While Bumble Bee has been impacted by the same inflationary pressures that have challenged the entire food and beverage sector, Hofmeister said the company has been able to control costs.

“Fortunately, our category scale, diversified supply matrix, and integration with our new ownership, FCF Co. Ltd. – a global leader in seafood sourcing – has enabled us to retain our exceptional value-proposition despite rising costs,” Hofmeister said. “Even in times such of these, we are confident our canned and pouch tuna products will continue to be among the most affordable proteins on the planet.”
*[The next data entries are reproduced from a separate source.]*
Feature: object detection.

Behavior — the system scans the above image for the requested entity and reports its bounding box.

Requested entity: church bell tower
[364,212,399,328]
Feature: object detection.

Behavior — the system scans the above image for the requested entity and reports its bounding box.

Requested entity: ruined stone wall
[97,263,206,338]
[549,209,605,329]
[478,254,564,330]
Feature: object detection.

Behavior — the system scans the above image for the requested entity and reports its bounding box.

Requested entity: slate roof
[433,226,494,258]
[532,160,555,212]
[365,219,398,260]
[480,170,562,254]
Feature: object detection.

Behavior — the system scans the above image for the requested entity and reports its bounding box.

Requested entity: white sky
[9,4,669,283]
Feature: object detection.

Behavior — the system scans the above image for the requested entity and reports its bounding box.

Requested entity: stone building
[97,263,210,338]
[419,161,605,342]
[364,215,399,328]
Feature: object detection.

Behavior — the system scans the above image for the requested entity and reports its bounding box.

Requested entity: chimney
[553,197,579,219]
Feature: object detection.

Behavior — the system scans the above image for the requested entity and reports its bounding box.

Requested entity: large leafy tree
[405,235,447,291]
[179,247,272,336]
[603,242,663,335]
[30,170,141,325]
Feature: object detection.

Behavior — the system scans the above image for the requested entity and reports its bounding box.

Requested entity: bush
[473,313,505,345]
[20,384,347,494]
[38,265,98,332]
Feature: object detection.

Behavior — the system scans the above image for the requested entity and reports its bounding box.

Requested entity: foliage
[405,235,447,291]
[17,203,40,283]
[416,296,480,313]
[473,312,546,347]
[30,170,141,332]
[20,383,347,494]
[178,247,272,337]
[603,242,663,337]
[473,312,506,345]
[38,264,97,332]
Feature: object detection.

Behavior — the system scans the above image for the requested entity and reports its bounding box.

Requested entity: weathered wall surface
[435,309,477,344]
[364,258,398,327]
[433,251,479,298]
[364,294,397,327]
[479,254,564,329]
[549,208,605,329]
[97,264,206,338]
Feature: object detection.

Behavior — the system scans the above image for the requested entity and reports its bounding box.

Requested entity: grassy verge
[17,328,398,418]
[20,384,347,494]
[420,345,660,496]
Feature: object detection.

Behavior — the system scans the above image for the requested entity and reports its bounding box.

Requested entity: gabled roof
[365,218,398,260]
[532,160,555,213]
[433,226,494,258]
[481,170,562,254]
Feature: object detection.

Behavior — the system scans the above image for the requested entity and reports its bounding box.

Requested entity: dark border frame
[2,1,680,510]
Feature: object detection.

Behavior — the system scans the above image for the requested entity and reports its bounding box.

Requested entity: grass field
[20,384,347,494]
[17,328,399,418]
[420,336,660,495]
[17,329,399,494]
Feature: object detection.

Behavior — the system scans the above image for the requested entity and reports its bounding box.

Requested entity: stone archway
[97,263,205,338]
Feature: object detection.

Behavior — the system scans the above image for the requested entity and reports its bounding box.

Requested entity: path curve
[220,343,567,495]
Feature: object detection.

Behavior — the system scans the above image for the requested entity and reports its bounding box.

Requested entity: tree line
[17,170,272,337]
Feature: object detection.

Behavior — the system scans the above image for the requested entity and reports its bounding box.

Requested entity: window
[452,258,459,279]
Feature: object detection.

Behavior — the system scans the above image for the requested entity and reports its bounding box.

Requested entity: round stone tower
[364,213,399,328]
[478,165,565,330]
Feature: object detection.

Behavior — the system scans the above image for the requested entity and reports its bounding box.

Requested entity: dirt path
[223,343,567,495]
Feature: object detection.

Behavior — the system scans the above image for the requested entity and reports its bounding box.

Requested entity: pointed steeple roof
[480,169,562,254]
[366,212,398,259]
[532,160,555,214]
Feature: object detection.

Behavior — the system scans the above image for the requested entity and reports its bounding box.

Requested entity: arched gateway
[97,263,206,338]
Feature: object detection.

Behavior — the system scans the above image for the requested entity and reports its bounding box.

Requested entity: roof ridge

The Bumble Bee Prime Fillet line is known for its “superior quality and unique upside-down gold can,” Hofmeister said. “Seeking to retain these recognizable equities with our loyal buyers while also capturing the attention of new category buyers, we simplified the branding and elevated the design to match the quality in the can.” 

Bumble Bee is also seeking to feed growing demand in the snacking category, Hofmeister said, with its Prime Protein on the Run kits, what he declared to be the first premium tuna snacking solution in the category.

“Consumers are snacking now more than ever and are increasingly looking for high-protein, portable snacks without compromising on taste,” he said.

Shelf-stable tuna sales have declined this year, but certain sub-segments are growing, Hofmeister said.

“Both Premium Tuna and Ready-to-Eat Kits have posted double-digit sales growth versus 2019,” he said.

Bumble Bee is also taking advantage of the growing trend of premium tuna marinated in olive oil.

“Consumers prefer olive oil because it’s more flavorful, delivers more omega-3s, and it helps retain the moist texture of the tuna. All of the Protein on the Run kits are marinated in olive oil,” Hofmeister said.

Canned and pouched salmon have experienced a boost in demand as consumers have been cooking more at home and “have rediscovered the flavor and convenience of packaged salmon,” Hofmeister said. 

“We’re glad to see more consumers benefiting from the straight-from-pantry convenience of canned salmon, which was actually the first product that the Bumble Bee Seafood Company sold when it was founded by salmon canners over 120 years ago,” he added.

As part of its company-wide sustainability commitments, Bumble Bee is also focusing on recycled packaging. In 2022, the supplier is launching replacing the plastic on all of its tuna multipacks with paperboard, using recycled board that is 100 percent recyclable.

“We produce 26 million multipacks per year, so this change from plastic to paperboard will make a significant impact on the amount of plastic waste that is created each year,” Hofmeister said.